Aus Tagen waren Wochen und aus Wochen Monate geworden und im Nu war ein Jahr vergangen. Inzwischen hatte sie genug gespart, um sich eine eigene Wohnung zu nehmen und gerade einen Mietvertrag unterschreiben wollen, als sie gemerkt hatte, dass ihr Abend im Rosie’s und das Zusammentreffen mit Hunter Ingram Folgen hatte.
Vielleicht war das der Grund, weshalb sie sich unbedingt um Beetle Boo kümmern wollte – als Ablenkung von der Tatsache, die sie bisher phänomenal ignoriert hatte, indem sie den Kopf in den Sand steckte.
„Beck?“ Die eine Seite des Bettes sackte unter dem Leichtgewicht ihrer Mutter nach unten und Beck schaute sie von schräg unten an.
„Hast du mich gehört? Ich gehe jetzt zur Arbeit. Das Abendessen steht im Backofen. Flynn müsste eigentlich gegen sechs zu Hause sein. Nach dem Kalender am Kühlschrank hast du heute Nachtschicht. Bitte iss was, bevor du gehst, ja? Du bist ja nur noch Haut und Knochen. Flynn hat gesagt, dass dir im letzten Monat öfter mal schlecht gewesen ist …“
„Ja, ich hab wohl zu viel Fast Food gegessen. Viel Spaß bei der Arbeit, Mama.“
„So viel Spaß, wie eine Zwölf-Stunden-Schicht im Kings County eben hergibt. Aber heute ist Neujahr, da gibt es immer jede Menge Gutes zu essen. Apropos Essen …“
„Ich habe dich schon gerade eben verstanden, Mama“, sagte Beck, setzte sich auf und strich sich ihr langes, dunkles Haar aus dem Gesicht. „Iss was, bevor du zur Arbeit gehst.“
„Was ist denn los mit ihm?“, fragte ihre Mutter und schaute Beck an. Die zog sich ihre Decke über den Bauch und schaute den Hund an. „Er ist ja in richtig übler Verfassung“, fuhr ihre Mutter fort.
„Ich hab ihn einem Täter abgenommen, der ihn eine Tüte mit Drogen hat fressen lassen, damit er sie später wieder ausscheidet.“
Ach du liebe Zeit… genau im richtigen Moment schlug jetzt wieder die Morgenübelkeit zu. Immer ungefähr zehn Minuten nach dem Aufwachen. Sie hatte eigentlich gedacht, dass das langsam vorbei sein müsste, aber …

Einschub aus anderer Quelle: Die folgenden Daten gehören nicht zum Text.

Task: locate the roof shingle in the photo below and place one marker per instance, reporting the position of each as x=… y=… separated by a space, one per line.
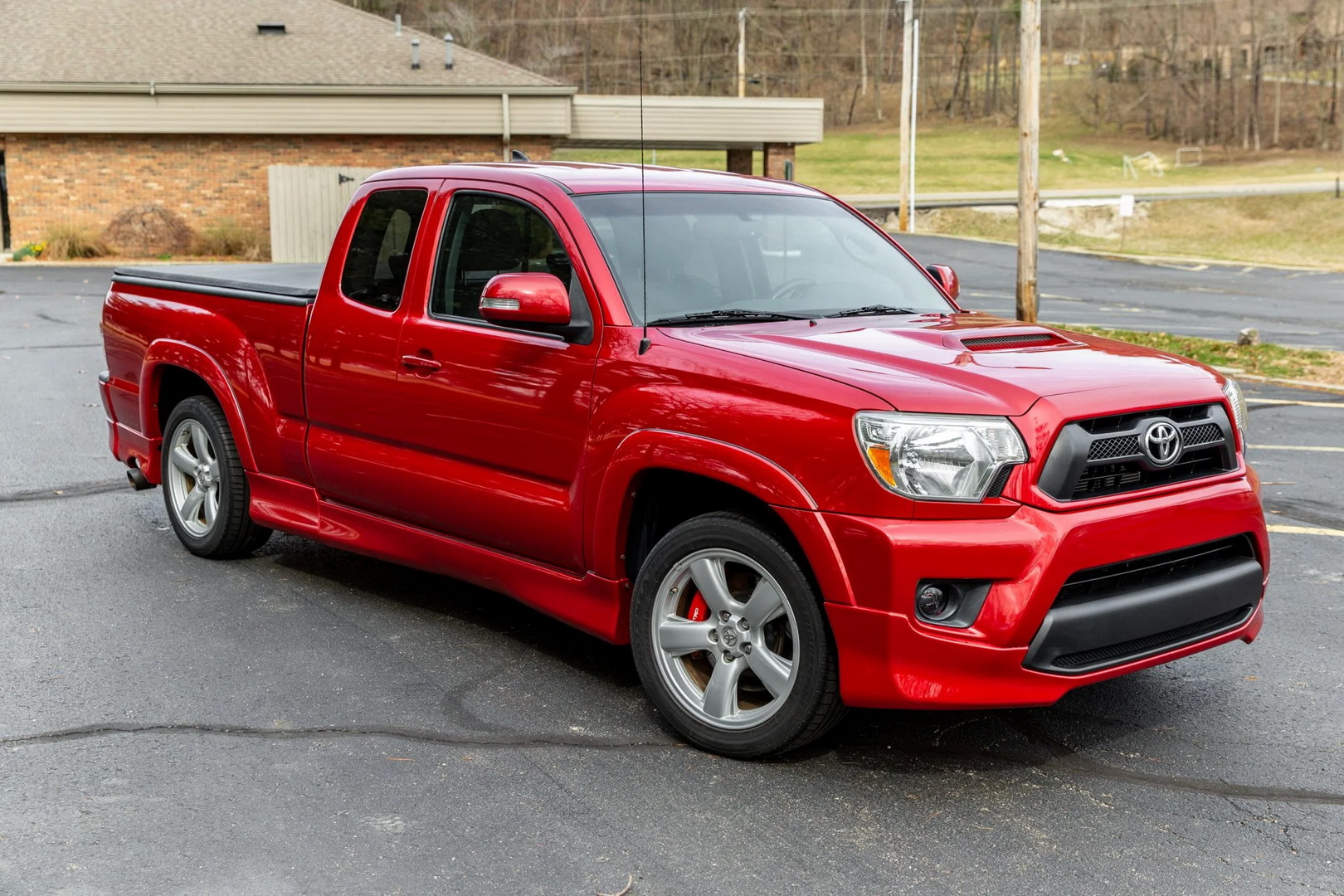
x=212 y=42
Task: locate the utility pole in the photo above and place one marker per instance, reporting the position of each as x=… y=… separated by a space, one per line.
x=743 y=51
x=1029 y=158
x=906 y=95
x=914 y=119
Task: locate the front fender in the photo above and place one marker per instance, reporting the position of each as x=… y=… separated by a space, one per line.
x=656 y=449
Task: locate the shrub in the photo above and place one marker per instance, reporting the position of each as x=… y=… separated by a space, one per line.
x=230 y=238
x=149 y=231
x=28 y=250
x=71 y=241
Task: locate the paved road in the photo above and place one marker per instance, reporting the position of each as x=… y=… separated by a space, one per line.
x=1291 y=306
x=312 y=722
x=869 y=202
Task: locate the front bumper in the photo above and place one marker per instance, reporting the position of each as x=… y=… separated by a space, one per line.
x=891 y=659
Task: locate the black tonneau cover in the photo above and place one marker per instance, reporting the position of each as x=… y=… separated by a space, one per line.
x=283 y=284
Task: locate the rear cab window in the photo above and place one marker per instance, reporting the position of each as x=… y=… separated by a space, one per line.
x=381 y=247
x=489 y=234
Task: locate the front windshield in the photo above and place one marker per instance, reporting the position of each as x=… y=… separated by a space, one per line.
x=753 y=251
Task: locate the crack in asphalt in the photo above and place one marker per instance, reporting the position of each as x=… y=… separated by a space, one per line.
x=307 y=733
x=1305 y=511
x=1062 y=757
x=27 y=348
x=75 y=490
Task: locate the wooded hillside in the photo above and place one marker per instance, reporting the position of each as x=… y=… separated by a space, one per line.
x=1237 y=73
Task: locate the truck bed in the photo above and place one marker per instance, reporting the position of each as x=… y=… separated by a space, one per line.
x=281 y=284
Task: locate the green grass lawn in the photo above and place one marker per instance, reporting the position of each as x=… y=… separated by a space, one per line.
x=952 y=156
x=1287 y=230
x=1278 y=230
x=1262 y=360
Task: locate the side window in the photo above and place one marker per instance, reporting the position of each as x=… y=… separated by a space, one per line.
x=488 y=236
x=381 y=247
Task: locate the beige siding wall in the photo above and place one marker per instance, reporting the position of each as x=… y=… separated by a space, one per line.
x=105 y=113
x=698 y=119
x=88 y=179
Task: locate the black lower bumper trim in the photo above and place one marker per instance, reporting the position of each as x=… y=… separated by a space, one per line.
x=1146 y=621
x=1155 y=642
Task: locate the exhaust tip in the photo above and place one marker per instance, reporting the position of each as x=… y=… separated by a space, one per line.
x=138 y=480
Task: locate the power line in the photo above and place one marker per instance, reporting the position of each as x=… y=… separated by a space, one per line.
x=1081 y=6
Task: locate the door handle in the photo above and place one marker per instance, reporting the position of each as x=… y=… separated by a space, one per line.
x=420 y=363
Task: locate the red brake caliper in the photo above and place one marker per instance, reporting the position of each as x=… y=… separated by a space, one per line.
x=699 y=610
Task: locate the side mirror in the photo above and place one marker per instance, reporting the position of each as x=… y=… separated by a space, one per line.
x=947 y=278
x=526 y=299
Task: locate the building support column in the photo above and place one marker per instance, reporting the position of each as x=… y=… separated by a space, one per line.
x=778 y=162
x=739 y=162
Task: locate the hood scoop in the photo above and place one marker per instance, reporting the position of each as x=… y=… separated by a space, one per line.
x=1036 y=338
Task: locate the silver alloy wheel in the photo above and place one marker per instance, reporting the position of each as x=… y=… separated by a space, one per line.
x=735 y=668
x=194 y=477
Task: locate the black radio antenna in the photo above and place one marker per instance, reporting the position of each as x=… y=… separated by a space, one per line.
x=644 y=236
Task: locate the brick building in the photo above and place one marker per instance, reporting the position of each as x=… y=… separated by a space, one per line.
x=184 y=104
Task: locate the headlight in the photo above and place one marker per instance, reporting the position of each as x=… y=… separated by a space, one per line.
x=937 y=455
x=1234 y=397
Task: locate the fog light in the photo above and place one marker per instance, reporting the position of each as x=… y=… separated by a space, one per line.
x=936 y=602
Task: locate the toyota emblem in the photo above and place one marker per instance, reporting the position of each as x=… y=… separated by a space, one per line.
x=1161 y=444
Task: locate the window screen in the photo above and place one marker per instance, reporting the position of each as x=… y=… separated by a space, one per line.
x=489 y=236
x=381 y=247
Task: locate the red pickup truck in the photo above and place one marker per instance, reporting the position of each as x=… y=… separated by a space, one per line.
x=724 y=419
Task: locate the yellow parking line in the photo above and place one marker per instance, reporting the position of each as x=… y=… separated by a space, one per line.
x=1296 y=448
x=1283 y=401
x=1305 y=529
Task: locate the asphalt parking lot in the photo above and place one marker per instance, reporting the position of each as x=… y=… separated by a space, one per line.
x=1215 y=299
x=312 y=722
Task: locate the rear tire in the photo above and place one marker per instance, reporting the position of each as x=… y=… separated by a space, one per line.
x=205 y=485
x=730 y=640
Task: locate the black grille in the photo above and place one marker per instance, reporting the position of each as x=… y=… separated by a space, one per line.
x=1202 y=434
x=1105 y=455
x=1118 y=446
x=1155 y=642
x=1101 y=582
x=1125 y=477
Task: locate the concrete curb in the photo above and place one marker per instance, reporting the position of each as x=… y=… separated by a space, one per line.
x=1142 y=260
x=1276 y=381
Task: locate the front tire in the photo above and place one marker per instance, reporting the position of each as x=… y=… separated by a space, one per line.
x=205 y=485
x=730 y=640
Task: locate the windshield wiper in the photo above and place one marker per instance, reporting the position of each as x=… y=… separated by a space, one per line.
x=728 y=314
x=875 y=309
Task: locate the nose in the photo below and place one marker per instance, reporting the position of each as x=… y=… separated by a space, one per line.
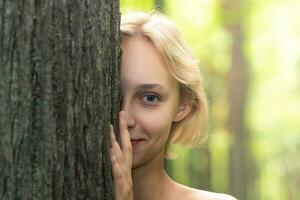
x=128 y=114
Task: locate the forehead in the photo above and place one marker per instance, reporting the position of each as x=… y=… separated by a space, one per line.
x=142 y=63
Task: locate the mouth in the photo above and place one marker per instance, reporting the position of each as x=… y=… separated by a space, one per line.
x=135 y=141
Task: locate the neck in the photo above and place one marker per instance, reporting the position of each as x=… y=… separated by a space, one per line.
x=150 y=181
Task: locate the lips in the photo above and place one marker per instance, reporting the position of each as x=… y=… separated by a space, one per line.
x=135 y=141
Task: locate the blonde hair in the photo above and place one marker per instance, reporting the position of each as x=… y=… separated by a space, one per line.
x=166 y=39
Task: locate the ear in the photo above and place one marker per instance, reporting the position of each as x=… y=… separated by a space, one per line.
x=183 y=111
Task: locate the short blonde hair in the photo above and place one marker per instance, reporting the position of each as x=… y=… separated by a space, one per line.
x=165 y=37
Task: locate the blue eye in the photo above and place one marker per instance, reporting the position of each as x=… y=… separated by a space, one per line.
x=151 y=98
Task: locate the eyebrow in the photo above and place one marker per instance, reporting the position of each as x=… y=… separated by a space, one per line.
x=150 y=86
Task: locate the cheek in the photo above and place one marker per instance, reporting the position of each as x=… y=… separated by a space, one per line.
x=156 y=122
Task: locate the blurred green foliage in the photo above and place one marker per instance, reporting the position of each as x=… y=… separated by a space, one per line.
x=271 y=47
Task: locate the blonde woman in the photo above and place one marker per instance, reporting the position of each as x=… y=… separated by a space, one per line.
x=163 y=103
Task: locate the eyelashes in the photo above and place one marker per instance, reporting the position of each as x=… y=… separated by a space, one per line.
x=150 y=98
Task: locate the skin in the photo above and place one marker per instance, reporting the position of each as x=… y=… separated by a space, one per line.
x=151 y=104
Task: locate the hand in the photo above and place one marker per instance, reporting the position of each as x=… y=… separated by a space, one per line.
x=121 y=160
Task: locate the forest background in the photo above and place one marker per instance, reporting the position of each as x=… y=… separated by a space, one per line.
x=249 y=53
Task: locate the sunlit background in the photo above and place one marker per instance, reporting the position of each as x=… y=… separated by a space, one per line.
x=249 y=53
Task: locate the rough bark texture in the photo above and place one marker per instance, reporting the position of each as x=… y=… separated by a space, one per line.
x=59 y=83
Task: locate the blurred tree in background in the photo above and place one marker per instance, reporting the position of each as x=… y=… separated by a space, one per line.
x=249 y=56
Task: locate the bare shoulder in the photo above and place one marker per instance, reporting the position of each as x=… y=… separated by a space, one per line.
x=194 y=194
x=205 y=195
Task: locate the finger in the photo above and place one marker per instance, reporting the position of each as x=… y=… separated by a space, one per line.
x=124 y=133
x=115 y=145
x=116 y=171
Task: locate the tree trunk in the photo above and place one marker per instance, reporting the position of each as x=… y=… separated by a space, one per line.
x=238 y=85
x=59 y=90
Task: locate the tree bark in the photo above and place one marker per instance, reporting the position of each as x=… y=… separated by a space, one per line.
x=59 y=90
x=237 y=88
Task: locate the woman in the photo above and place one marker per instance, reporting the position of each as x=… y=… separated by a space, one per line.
x=163 y=103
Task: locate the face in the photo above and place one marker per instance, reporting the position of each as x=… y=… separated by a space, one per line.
x=150 y=99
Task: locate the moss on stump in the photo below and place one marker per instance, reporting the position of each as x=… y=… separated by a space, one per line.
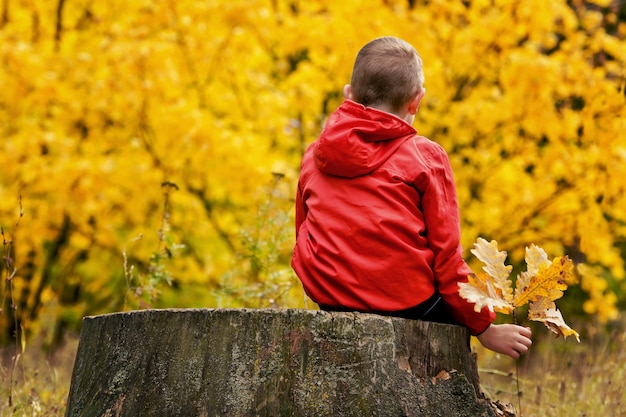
x=272 y=362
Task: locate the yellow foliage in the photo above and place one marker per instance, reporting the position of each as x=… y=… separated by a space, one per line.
x=104 y=101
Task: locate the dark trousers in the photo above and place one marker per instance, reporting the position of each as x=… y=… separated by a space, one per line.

„Und wieso hast du nicht die Tierrettung verständigt?“
„Weil …“, einatmen, ausatmen, einatmen … und der Moment war vorbei, jedenfalls fürs Erste, „… ich das Gefühl hatte, dass er meine Hilfe brauchte.“
Beck schaute zu ihrer Mutter hin – die Krankenschwester war eine Kümmerin, die alles liebte, was lebte –, die doch eigentlich verstehen musste, wenn jemand Hilfe brauchte, auch wenn sie und ihre Mutter eigentlich nie ein besonders enges Verhältnis gehabt hatten. Beck war ein Papakind gewesen – so war es ihr jedenfalls erzählt worden. Doch dann war der Terroranschlag am 11. September passiert, eine Katastrophe, die bis heute bei ihr nachwirkte.
Der Einsturz des Nordturms hatte Mutter und Tochter gleichermaßen zusammen- wie auseinandergebracht, und zwar auf eine Weise, die keine von ihnen so ganz verstand.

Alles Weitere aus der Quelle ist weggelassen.